Publié le par Perceval

Le plaisir sexuel en couple, au début du XXe siècle. -1/2-

Il a fallu en effet un long cheminement des mentalités pour que les individus osent s'affranchir de l'influence de la religion, de la famille, du village, des solidarités de métier. Comme l'a raconté Alain Corbin, de nouveaux comportements se sont éveillés à la fin du XIXe siècle, en opposition avec la morale officielle, victorienne.

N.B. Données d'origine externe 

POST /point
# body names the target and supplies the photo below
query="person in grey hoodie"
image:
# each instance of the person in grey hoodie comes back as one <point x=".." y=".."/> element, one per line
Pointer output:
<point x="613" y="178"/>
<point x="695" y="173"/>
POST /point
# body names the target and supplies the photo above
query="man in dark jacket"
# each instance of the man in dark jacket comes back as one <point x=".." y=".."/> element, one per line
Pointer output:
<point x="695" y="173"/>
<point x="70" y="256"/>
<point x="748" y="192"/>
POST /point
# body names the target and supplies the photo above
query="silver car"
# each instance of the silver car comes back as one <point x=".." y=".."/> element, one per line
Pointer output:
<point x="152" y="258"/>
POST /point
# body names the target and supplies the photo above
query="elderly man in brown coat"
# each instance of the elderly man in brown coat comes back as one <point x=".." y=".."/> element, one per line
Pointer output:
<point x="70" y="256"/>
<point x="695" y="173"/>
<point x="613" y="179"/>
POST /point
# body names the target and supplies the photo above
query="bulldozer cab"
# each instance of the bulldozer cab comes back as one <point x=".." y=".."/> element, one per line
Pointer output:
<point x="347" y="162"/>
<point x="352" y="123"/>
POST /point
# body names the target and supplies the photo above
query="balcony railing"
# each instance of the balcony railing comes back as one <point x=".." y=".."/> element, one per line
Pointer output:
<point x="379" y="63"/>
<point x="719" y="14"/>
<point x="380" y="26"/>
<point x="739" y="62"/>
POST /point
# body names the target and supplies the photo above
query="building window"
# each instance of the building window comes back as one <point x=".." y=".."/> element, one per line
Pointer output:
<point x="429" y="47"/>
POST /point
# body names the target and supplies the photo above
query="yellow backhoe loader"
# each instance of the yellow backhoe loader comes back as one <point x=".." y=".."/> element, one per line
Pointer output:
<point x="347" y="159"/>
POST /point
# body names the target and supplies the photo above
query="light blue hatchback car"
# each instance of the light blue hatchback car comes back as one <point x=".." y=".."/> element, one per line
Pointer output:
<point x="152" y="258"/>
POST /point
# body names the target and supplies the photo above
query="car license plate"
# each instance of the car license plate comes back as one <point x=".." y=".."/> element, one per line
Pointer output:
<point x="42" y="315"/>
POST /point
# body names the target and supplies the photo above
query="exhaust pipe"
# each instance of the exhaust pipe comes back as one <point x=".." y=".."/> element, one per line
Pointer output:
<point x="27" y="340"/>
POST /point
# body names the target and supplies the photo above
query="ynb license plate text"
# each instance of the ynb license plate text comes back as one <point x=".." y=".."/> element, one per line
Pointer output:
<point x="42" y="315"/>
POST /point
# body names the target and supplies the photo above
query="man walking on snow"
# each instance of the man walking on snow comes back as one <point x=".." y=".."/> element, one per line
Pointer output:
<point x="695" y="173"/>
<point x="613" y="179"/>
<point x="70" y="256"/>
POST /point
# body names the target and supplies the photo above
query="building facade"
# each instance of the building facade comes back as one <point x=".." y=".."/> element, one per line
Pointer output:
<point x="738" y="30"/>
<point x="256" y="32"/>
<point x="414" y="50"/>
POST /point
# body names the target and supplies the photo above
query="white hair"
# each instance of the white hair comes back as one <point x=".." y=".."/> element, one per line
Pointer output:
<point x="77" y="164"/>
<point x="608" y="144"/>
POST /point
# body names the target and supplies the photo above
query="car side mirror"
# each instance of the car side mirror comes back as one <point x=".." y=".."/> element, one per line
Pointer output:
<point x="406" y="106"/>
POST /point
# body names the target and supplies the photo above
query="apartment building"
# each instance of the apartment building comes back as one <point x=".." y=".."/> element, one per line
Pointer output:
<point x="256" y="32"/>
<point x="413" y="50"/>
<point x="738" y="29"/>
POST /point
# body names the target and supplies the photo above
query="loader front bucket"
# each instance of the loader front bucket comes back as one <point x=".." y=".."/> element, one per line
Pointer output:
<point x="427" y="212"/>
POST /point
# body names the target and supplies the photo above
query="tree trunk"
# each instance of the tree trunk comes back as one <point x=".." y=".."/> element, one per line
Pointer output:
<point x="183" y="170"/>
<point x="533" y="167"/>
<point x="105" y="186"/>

Ils vont se développer au XXe siècle, provoquant une rupture éthique dans l'histoire des rapports entre hommes et femmes. Ce sont les gens modestes, et en premier les femmes, qui s'engagent sur cette voie. Petit à petit, elles rompent avec le vieux modèle de la virginité à laquelle la religion les soumettait, elles surmontent la peur de l'opinion et la hantise de l'enfant non désiré, elles prennent de plus en plus de risques.

La première grande mutation, c'est la fin du mariage arrangé, effective vers 1920, d'abord dans les milieux populaires, où règne une grande liberté de mœurs et où l'on est moins guidé par les intérêts patrimoniaux.

La séduction, prend de plus en plus d'importance. Désormais, il faut plaire.

Les jeunes gens ont plus de liberté pour se rencontrer et flirter.

Savoir danser devient le passeport indispensable de l'amour. Les jeunes gens prennent l'habitude de sortir le dimanche, de se revoir. Ils se «fréquentent».

Le jeune homme se déniaise avec des prostituées ou une fille «légère». Mais il trouve rarement une partenaire de son âge. Car, pour traduire son amour en sexualité, la jeune fille veut avoir l'assurance d'être épousée.

Il est très mal vu qu'un jeune homme noue une liaison avec une femme mariée ou qu'il engrosse une jeune fille sans l'épouser. Si on fait une «bêtise», comme on disait alors, il faut la réparer: on «fête Pâques avant les Rameaux», c'est-à-dire que l'on se marie avec la fille enceinte.

Les liaisons avant le mariage vont se développer de manière impressionnante. Un cinquième des filles ont des relations prénuptiales à la Belle Epoque.

Sources : L'historienne Anne-Marie Sohn ; et Alain Corbin, historien français spécialiste du XIXe siècle en France.